Madrileños tend to eat frequently, but on a small scale. The main meal is lunch (la comida ), usually taken around 2pm, and restaurants are particularly busy at this time. Breakfast is a light affair, though reinforced with a mid morning snack. Dinner is eaten around 10pm or later with another snack (la merienda ) filling the gap.
Originally a covering to keep the flies off a glass of wine, tapas (from the Spanish for “lid”) is now a national institution. Relatively few of these snacks are free nowadays, although you may strike lucky. You may see the word pincho or canapé alternating with tapas . Raciones are double portions of the same, usually large enough for sharing.
Most restaurants, cafés, even bars offer this set-price three course option, usually at lunch. The price normally includes bread, wine or beer (or a non-alcoholic drink). Standards vary, but generally speaking you get what you pay for. The choice of first courses typically includes soup or paella , while the main meal consists of a fish or meat dish. Coffee is sometimes offered instead of dessert.
If you’re not feeling hungry enough for a full three course lunch, the plato combinado will probably suffice. This is a one course meal, with a little extra, for example a drink, salad or dessert.

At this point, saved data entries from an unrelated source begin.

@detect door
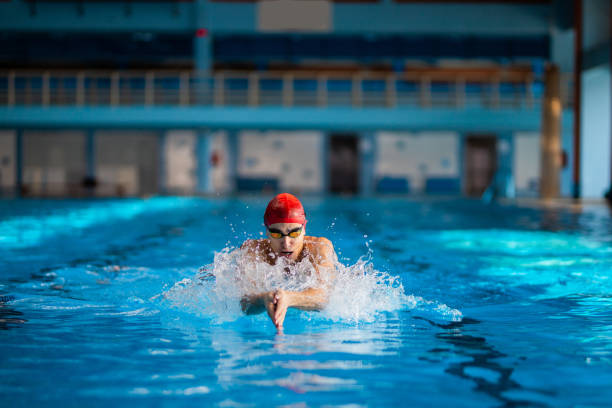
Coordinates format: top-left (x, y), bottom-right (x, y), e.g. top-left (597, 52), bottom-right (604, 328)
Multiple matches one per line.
top-left (465, 135), bottom-right (497, 196)
top-left (329, 133), bottom-right (359, 194)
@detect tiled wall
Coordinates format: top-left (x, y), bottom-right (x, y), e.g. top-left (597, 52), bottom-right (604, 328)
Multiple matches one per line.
top-left (95, 130), bottom-right (159, 196)
top-left (0, 128), bottom-right (575, 198)
top-left (22, 130), bottom-right (86, 196)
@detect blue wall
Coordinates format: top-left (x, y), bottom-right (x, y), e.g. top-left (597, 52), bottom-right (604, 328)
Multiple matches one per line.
top-left (0, 106), bottom-right (544, 132)
top-left (581, 66), bottom-right (611, 198)
top-left (0, 1), bottom-right (550, 35)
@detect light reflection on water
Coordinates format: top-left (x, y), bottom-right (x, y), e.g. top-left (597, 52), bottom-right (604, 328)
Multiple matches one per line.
top-left (1, 197), bottom-right (612, 406)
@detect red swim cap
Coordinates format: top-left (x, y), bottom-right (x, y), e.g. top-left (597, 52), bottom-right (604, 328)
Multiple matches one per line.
top-left (263, 193), bottom-right (306, 226)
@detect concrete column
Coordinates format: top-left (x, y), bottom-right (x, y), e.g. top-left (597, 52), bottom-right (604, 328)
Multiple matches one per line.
top-left (194, 0), bottom-right (212, 74)
top-left (82, 129), bottom-right (97, 196)
top-left (607, 2), bottom-right (612, 202)
top-left (605, 1), bottom-right (612, 203)
top-left (458, 133), bottom-right (466, 194)
top-left (196, 131), bottom-right (211, 194)
top-left (572, 0), bottom-right (583, 198)
top-left (321, 132), bottom-right (330, 193)
top-left (227, 131), bottom-right (239, 193)
top-left (15, 130), bottom-right (22, 197)
top-left (158, 132), bottom-right (167, 194)
top-left (497, 132), bottom-right (515, 198)
top-left (359, 132), bottom-right (376, 195)
top-left (86, 130), bottom-right (95, 180)
top-left (540, 65), bottom-right (562, 199)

Nowadays the distinction between the two is largely artificial, though as a rule of thumb, a taberna will have a bar counter and will offer cheaper meals, served in a more informal atmosphere. While the word taberna suggests an inn or hostelry, more and more modern restaurants are usurping the term.
Before the Civil War there were dozens of cafés around Sol and Gran Vía known as tertulias unofficial discussion clubs where leisurely talk was more important than the drink. Very few have survived – exceptions include the Gijón and the Comercial.
Madrileños are notoriously sweet-toothed and cakes and pastries on sale here will certainly fill a hole if you don’t have the time or appetite for a full sitdown meal. Some pastelerías also sell sandwiches, but only a few have seating areas.
Waiter service is usually efficient until it comes to getting the bill. If you’re in a hurry, either ask for the bill (la cuenta ) with the last course or get the waiter’s attention by calling “perdone, la cuenta” (“excuse me, the bill”). Value Added Tax (IVA) at seven per cent is automatically added to bills, but not a service charge. A tip of up to five per cent is expected.
There are numerous words for bar – bodega , cervecería , tasca , bar de copas or just plain bar . Almost all serve food, usually tapas or other snacks. You pay a little more if you are served at table rather than drink at the counter. Bills are usually paid on leaving the bar, rather than after each round, though in late night bars it’s pay-as-you-buy. Even midweek it’s possible to get a drink up to 1am in most places, and until 3am at weekends. Madrileños still on the town after that time often round off the evening with chocolate con churros – hot chocolate and doughnuts.
There are numerous markets in Madrid selling fruit, vegetables, meat, fish and bread. They’re ideal for picnics and for soaking up the local atmosphere.